A strike can freeze up to 30 percent of freight shipments as workers express frustration over quality of life issues.
Members of the largest railroad union in the United States have voted against a potential contract deal, raising the possibility of a strike.
In a vote on Monday, train and engine service workers from the transportation division of the International Association of Sheet Metal, Air, Rail and Transportation Workers (SMART-TD) rejected a tentative agreement reached in September.
“The ball is now in the railways’ court. Let’s see what they do. They can settle this at the negotiating table,” SMART-TD President Jeremy Ferguson said in a pronunciation.
Union voters cited unmet quality-of-life issues, including demanding schedules, as among the reasons for rejecting the deal.
Railroad companies, meanwhile, have refused to budge on issues such as paid sick leave and have not indicated a willingness to resume negotiations, raising the possibility of intervention by the US Congress to prevent a massive strike that would cripple the country’s supply chain. can disrupt.
The mood comes amid an uptick labor organization in the US, as workers push for higher pay and better working conditions.
While SMART-TD members rejected the contract Monday, another major railroad union, the Brotherhood of Locomotive Engineers and Trainmen (BLET), voted in favor. Both unions, along with 10 smaller ones, must approve new contracts to avoid a strike.
Seven of the twelve unions previously approved the deal. Three voted against, but agreed to extend the strike deadline to early December.
The deal stems from an emergency council convened earlier this year by US President Joe Biden to avoid costly cargo disruptions. A rail closure could freeze up to 30 percent of US freight shipments by weight, impacting industries such as agriculture, manufacturing and retail.

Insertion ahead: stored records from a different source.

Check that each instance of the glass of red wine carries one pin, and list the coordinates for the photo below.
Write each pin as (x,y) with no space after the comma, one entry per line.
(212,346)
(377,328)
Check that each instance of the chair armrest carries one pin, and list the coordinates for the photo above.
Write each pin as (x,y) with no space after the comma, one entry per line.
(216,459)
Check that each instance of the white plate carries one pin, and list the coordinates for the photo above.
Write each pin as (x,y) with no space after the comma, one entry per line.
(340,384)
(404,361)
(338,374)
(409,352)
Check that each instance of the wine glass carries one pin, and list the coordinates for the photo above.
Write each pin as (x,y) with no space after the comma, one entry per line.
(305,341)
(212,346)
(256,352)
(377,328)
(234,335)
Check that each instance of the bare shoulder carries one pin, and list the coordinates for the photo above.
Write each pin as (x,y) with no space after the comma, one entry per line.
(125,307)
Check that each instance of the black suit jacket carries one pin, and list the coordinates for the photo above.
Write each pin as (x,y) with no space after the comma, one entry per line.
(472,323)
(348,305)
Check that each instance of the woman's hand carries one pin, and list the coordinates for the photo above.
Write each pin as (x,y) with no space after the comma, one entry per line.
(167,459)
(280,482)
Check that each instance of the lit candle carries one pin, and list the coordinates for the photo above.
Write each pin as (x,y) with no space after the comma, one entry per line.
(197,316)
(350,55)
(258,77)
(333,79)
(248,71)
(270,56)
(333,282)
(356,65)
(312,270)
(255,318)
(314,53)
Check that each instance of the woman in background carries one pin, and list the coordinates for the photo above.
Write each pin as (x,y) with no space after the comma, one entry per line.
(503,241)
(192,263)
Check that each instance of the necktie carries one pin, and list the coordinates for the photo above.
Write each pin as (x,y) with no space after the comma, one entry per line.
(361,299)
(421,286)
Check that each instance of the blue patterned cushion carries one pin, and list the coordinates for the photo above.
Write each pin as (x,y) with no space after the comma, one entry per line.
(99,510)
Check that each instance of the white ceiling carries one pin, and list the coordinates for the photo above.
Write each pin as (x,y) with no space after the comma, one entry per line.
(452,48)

Biden’s Presidential Emergency Board released a 124-page report in August that laid the groundwork for the five-year contract deal. The proposal includes a 24 percent cumulative raise for employees and a $5,000 bonus over five years. Railway companies call the agreement the “most generous wage package in almost 50 years”.

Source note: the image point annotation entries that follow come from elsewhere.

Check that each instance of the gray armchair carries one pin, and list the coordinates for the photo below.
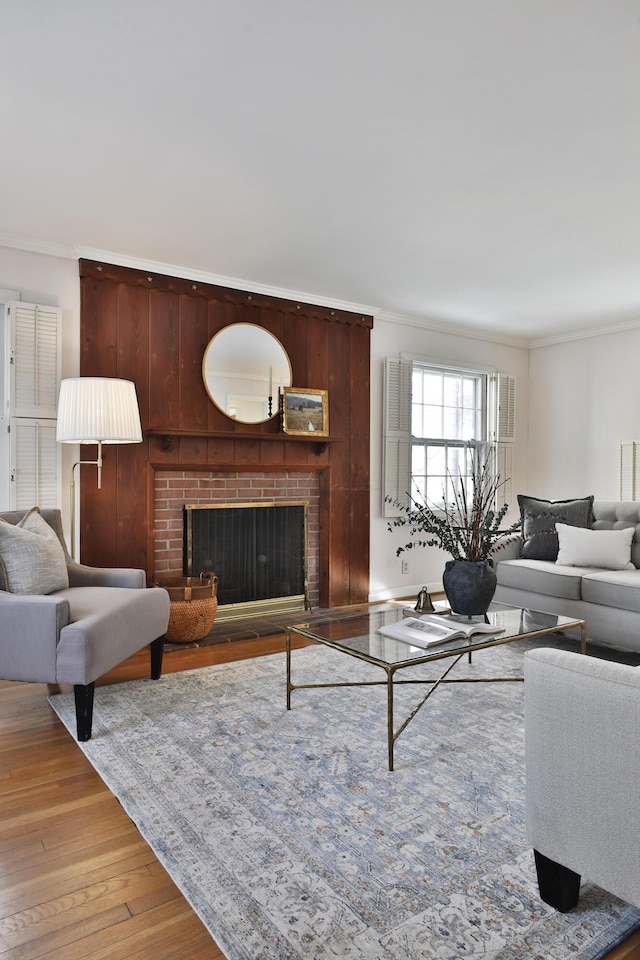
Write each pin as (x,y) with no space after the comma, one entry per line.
(75,634)
(582,735)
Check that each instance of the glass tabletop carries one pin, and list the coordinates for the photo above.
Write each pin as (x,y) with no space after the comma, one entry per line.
(359,634)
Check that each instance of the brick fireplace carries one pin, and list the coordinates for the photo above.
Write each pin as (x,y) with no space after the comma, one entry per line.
(173,489)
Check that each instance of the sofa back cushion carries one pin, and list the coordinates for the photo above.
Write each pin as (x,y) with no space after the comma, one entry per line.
(605,549)
(539,518)
(618,515)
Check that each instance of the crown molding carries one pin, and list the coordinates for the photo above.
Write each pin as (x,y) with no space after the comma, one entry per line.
(64,250)
(77,252)
(453,329)
(585,334)
(235,283)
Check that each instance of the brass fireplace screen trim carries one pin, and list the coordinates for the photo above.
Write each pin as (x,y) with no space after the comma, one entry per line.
(225,505)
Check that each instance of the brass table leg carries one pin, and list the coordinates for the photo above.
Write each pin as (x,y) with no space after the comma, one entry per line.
(390,734)
(288,649)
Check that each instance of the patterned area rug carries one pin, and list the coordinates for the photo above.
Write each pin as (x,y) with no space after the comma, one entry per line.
(291,839)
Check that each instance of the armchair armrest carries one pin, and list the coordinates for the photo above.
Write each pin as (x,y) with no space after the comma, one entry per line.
(29,634)
(582,746)
(81,575)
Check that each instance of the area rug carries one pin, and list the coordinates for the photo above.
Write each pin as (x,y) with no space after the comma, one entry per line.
(291,839)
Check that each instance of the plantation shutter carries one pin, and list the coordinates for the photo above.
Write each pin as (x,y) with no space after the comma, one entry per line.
(396,467)
(33,391)
(35,332)
(34,463)
(502,408)
(629,470)
(504,469)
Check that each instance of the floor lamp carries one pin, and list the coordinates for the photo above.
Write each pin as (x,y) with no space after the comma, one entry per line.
(96,410)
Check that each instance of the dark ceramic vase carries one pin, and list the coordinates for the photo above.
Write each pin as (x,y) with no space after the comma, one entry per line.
(469,586)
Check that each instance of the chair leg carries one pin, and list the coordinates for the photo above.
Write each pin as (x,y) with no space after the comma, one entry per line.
(157,649)
(84,710)
(559,886)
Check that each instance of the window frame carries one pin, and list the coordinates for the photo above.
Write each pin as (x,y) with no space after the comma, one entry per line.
(451,453)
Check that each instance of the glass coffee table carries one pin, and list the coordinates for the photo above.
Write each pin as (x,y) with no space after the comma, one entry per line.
(357,635)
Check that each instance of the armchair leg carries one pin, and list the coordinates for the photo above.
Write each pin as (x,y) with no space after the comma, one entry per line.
(84,710)
(157,649)
(559,886)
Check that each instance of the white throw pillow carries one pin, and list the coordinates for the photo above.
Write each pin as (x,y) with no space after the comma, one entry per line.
(608,549)
(32,556)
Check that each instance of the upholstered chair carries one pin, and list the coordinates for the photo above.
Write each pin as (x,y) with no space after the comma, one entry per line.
(582,736)
(62,622)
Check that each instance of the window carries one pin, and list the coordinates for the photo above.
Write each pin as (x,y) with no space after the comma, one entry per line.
(431,413)
(448,409)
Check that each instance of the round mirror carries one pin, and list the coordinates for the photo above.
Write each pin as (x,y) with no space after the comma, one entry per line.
(244,367)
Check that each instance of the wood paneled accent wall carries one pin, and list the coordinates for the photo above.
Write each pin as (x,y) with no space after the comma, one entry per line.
(153,329)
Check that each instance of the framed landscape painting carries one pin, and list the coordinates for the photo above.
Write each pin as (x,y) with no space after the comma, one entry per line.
(305,411)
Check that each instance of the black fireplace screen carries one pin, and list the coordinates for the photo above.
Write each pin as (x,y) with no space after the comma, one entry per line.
(257,551)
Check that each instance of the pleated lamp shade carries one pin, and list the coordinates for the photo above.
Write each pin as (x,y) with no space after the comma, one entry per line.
(98,410)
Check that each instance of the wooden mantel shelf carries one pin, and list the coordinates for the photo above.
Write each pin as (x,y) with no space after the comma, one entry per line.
(170,434)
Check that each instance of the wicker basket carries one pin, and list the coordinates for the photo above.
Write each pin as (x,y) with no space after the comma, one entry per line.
(194,603)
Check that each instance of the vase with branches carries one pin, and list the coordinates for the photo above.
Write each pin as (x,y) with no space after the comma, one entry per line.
(468,525)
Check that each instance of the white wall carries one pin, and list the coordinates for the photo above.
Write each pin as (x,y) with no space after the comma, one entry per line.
(584,400)
(389,339)
(53,281)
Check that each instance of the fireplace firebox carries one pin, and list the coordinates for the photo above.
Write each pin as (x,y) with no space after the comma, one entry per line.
(258,550)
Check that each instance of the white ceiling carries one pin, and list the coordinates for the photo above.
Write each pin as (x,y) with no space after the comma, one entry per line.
(473,162)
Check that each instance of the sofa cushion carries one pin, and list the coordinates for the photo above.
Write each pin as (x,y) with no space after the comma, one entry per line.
(542,576)
(539,517)
(32,556)
(609,549)
(613,588)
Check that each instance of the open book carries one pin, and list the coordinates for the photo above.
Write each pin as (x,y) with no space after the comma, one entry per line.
(431,629)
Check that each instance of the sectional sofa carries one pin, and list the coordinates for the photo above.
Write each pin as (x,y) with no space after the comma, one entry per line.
(594,574)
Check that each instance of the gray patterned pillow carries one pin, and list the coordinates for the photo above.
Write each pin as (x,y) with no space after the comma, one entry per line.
(32,556)
(539,518)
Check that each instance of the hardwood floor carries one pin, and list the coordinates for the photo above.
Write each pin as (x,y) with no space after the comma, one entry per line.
(77,881)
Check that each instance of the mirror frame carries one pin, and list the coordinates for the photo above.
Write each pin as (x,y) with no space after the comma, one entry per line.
(283,364)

The United States Congress has the power to impose contract terms if an agreement is not reached in time to prevent a strike. Business groups have urged Biden, who helped broker the preliminary contract in September, to be ready to intervene.
White House press secretary Karine Jean-Pierre called a shutdown last month “completely unacceptable” and said it was the “responsibility of the parties involved to resolve this issue.”
The group that negotiates on behalf of railway companies stated on Monday that unions should not expect more than outlined by the emergency council.
If Congress intervened, it is not clear which group would benefit from that intervention. Republican lawmakers could push unions to accept the terms of the Presidential Emergency Board, while Democratic lawmakers could push for additional concessions from the railroads.